By Matthew Muir | Staff Writer
After a rare night of snowfall, I arrived at the Dutton parking garage Thursday at 9:20 a.m. to find a parade of cars snaking up and down the building. Though the sign outside said there were upward of 250 open spots, the fourth floor was closed off, along with the top decks of each other parking garage on campus, displacing scores of students who rely on campus parking.
In an attempt to keep students safe, Baylor completely bungled everything else.
Earlier that morning, at 6:51 a.m. to be precise, the official Baylor Twitter account tweeted informing its followers “[a]ll Baylor University operations are on normal schedule today” and reminding the community to be safe while driving.
The natural assumption this led to was that we would be able to carry on with our days as normal, just with a higher-than-usual amount of white stuff on the ground. Instead, students were greeted with closures and gridlocked as many tried in vain to park their cars.
After half an hour rolling around campus and already hopelessly late for class, I clocked in at a half-hour spot at Moody Library to kill time and avoid wasting any more gas.
Baylor had two equally valid courses of action they could have taken.
One: Baylor could have put out a statement informing its students of the parking garage closures. The university has multiple avenues to do this: email, social media, even the emergency alert system could have all worked. This would have allowed us to, at the very least, try to make arrangements to get to campus early or find alternative transportation. The early-morning announcement on social media about classes continuing as scheduled is evidence it could have been done.

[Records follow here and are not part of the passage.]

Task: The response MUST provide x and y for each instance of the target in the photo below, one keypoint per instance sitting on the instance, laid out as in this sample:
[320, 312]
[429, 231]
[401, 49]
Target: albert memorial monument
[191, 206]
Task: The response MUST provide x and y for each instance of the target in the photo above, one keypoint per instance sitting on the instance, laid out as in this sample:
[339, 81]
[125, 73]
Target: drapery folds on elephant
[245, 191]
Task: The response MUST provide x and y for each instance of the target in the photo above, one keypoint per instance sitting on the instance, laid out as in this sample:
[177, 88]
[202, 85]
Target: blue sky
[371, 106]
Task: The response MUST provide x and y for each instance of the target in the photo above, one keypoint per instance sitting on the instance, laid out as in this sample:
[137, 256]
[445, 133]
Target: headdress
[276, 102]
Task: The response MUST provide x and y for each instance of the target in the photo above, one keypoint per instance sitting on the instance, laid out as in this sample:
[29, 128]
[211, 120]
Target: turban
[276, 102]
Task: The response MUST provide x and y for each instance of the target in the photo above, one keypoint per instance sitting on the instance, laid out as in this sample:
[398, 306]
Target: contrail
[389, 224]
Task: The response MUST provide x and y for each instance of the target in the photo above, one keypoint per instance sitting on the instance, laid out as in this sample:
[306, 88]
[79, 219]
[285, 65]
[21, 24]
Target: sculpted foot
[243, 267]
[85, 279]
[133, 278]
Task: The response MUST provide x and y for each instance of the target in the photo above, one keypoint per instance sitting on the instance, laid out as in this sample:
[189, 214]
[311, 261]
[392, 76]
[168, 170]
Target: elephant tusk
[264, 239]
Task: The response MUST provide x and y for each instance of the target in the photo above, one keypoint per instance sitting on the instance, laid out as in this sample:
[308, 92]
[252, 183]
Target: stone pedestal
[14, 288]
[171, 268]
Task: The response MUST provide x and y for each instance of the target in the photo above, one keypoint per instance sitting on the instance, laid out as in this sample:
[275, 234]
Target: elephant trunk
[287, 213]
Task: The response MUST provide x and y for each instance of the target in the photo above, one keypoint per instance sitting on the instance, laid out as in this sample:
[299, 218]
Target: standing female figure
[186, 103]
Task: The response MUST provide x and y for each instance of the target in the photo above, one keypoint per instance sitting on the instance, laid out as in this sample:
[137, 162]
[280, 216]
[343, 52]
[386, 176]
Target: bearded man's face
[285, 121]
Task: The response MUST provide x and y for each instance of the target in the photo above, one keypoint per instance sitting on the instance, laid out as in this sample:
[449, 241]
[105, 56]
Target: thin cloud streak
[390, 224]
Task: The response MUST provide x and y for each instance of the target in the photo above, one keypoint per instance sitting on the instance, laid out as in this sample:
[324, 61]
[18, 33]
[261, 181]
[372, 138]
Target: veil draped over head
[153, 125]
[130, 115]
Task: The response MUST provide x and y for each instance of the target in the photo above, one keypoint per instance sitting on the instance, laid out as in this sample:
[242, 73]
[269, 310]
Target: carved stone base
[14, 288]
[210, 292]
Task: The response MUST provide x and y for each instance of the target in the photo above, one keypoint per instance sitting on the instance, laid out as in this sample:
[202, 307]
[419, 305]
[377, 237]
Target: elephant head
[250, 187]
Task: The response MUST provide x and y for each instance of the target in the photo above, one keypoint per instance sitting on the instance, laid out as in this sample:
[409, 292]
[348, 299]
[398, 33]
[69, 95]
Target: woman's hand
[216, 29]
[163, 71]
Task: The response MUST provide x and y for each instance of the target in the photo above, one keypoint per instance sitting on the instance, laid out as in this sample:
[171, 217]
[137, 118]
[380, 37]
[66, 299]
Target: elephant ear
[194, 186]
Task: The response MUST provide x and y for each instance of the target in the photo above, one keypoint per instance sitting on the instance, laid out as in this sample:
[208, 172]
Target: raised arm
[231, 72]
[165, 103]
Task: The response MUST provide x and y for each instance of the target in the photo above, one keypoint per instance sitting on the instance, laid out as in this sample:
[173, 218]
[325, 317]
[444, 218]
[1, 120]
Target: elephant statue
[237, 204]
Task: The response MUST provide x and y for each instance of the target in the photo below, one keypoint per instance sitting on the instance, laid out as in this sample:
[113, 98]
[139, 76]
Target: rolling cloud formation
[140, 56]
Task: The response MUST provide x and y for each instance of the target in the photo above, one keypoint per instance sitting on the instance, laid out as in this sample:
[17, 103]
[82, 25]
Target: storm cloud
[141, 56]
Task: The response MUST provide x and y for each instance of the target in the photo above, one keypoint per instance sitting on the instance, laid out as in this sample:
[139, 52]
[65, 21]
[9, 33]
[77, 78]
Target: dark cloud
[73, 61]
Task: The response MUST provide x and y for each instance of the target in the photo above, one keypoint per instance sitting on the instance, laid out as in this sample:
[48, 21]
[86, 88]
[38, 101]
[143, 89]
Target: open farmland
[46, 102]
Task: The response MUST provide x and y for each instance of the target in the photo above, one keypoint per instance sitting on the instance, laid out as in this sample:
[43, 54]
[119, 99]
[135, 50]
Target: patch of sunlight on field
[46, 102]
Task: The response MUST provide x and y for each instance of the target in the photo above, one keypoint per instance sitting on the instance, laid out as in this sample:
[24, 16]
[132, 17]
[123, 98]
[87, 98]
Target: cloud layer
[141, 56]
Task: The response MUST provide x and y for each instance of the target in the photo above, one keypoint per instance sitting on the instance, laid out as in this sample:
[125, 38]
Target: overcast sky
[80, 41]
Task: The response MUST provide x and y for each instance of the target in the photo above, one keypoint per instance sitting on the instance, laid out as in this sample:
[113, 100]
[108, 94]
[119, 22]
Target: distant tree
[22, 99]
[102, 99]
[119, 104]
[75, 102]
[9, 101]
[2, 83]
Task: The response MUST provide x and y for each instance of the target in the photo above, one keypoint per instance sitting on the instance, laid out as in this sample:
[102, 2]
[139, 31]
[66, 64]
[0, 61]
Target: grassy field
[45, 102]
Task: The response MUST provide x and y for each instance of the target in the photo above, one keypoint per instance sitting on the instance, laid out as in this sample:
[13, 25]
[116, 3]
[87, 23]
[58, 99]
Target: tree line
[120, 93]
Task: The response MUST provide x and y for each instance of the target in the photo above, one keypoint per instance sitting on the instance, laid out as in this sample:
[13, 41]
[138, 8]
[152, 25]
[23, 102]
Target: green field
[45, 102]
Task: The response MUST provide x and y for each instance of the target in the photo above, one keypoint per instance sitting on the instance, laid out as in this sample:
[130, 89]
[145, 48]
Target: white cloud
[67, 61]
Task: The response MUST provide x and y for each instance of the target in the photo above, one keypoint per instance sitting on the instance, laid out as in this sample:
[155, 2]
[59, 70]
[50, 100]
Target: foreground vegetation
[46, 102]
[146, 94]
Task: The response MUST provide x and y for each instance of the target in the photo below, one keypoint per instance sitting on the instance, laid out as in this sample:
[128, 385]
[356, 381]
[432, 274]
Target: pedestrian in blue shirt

Alternatively, if Baylor deemed the top floors of their own parking garages too dangerous to safely traverse, they could have just as easily canceled class and saved us all the hassle and the attendance hit of being forced to arrive late or skip class entirely. This doesn’t even account for students who may have been unable to retrieve cars which were parked overnight.
In a statement provided to the Lariat by Lori Fogleman, assistant vice president for media and public relations for Baylor, she said no parking citations were issued Thursday. Fogleman also said Baylor would be reviewing its protocols for communication and for preparing the upper floors of the parking garages for winter weather. A commendable reaction from Baylor, but too little too late.

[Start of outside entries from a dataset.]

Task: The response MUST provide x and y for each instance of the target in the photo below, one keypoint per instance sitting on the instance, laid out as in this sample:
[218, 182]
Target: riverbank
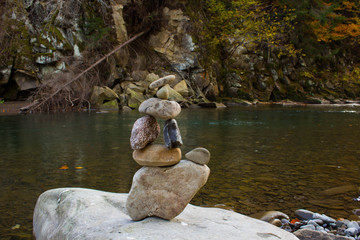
[16, 107]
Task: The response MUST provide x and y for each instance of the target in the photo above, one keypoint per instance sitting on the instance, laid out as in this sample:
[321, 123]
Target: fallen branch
[39, 103]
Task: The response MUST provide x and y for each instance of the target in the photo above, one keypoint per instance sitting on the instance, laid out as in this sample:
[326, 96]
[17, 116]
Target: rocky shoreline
[309, 225]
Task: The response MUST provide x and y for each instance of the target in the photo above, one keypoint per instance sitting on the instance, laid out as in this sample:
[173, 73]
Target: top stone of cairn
[159, 108]
[162, 81]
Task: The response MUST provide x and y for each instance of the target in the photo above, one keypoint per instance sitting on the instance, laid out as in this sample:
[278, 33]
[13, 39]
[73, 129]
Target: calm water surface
[263, 158]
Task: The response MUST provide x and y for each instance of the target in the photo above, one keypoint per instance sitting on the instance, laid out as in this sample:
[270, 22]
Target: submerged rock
[172, 136]
[157, 155]
[78, 213]
[165, 192]
[145, 130]
[158, 108]
[162, 81]
[199, 155]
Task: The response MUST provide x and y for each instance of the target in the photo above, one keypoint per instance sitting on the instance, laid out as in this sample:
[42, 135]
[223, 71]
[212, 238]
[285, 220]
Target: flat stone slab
[77, 213]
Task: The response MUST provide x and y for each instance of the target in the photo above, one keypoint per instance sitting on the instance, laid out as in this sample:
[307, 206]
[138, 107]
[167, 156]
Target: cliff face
[44, 38]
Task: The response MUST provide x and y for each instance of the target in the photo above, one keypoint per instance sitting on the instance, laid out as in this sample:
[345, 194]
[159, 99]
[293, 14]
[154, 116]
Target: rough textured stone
[163, 93]
[77, 213]
[158, 108]
[172, 136]
[306, 234]
[199, 155]
[157, 155]
[162, 81]
[145, 130]
[182, 88]
[165, 192]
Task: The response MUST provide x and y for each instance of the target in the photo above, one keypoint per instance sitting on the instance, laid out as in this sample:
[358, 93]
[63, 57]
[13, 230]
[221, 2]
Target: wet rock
[199, 155]
[306, 234]
[165, 192]
[162, 81]
[158, 108]
[157, 155]
[340, 190]
[212, 105]
[109, 106]
[163, 93]
[174, 95]
[304, 214]
[102, 94]
[145, 130]
[172, 136]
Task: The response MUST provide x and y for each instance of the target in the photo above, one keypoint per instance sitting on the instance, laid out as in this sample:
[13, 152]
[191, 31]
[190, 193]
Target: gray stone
[165, 192]
[77, 213]
[145, 130]
[157, 155]
[162, 81]
[199, 155]
[181, 87]
[158, 108]
[172, 136]
[306, 234]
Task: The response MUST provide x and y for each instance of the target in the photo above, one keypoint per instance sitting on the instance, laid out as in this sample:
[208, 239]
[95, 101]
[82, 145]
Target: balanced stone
[145, 130]
[163, 92]
[172, 136]
[157, 155]
[198, 155]
[158, 108]
[162, 81]
[165, 192]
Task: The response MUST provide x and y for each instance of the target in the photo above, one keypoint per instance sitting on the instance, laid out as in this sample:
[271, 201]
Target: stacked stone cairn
[165, 184]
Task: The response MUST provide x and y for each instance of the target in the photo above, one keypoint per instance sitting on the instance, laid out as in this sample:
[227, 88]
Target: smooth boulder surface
[198, 155]
[172, 135]
[78, 213]
[145, 130]
[165, 192]
[158, 108]
[162, 81]
[157, 155]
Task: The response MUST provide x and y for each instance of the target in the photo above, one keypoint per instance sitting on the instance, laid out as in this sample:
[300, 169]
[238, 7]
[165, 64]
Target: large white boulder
[77, 213]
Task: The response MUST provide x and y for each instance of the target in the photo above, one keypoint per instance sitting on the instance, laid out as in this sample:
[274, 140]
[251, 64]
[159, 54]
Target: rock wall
[52, 31]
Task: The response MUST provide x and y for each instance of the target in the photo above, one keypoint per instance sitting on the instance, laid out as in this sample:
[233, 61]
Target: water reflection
[262, 158]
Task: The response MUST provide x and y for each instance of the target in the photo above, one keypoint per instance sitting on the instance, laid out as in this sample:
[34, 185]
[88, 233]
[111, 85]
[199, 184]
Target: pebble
[162, 81]
[165, 192]
[202, 156]
[157, 155]
[158, 108]
[145, 130]
[163, 93]
[172, 136]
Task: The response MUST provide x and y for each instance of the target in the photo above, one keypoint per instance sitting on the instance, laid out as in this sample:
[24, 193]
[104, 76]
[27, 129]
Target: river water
[262, 158]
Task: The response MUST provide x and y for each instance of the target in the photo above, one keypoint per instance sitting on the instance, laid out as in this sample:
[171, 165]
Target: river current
[262, 158]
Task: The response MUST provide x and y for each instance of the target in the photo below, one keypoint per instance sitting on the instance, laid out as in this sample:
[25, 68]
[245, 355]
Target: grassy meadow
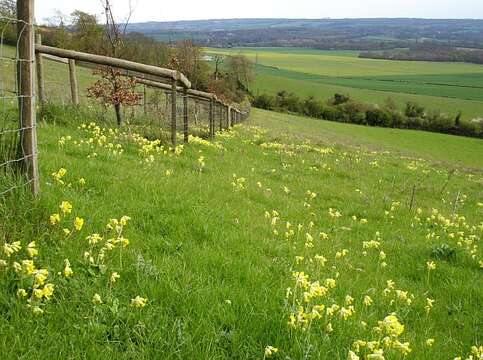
[266, 243]
[448, 87]
[285, 238]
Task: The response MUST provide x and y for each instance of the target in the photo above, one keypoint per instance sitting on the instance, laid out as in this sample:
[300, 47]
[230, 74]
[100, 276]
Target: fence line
[18, 133]
[18, 141]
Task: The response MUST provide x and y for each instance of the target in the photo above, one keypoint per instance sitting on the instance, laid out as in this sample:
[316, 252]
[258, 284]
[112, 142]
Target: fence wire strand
[12, 152]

Without advance notification, many of us were still blindsided. Recognizing the inconvenience students were put through is a start, but it’s not enough.
Parking permits at Baylor are not cheap, and spots are already hard to come by during the busiest hours of the day. I counted the number of spots using Google Earth satellite imagery. Not including spots already occupied from the previous night, a rough count of rooftop parking spaces puts the number at around 900 (including Dutton, East Village and Speight). That is a huge amount of real estate to suddenly lose.
Baylor’s lack of even the most basic notification of the closures shows a tremendous amount of disrespect for the students who don’t just rely on available parking to make it to class, but also fork over exorbitant fees to do so. I only purchased a permit over winter break because my job at the Lariat frequently involved staying on campus past the buses’ operating hours, and walking to the Ferrell Center late at night is, to put it generously, not ideal. It’s hard to see how that purchase was worth the money when situations like this can arise without warning.
Matthew is a junior political science major from Robinson.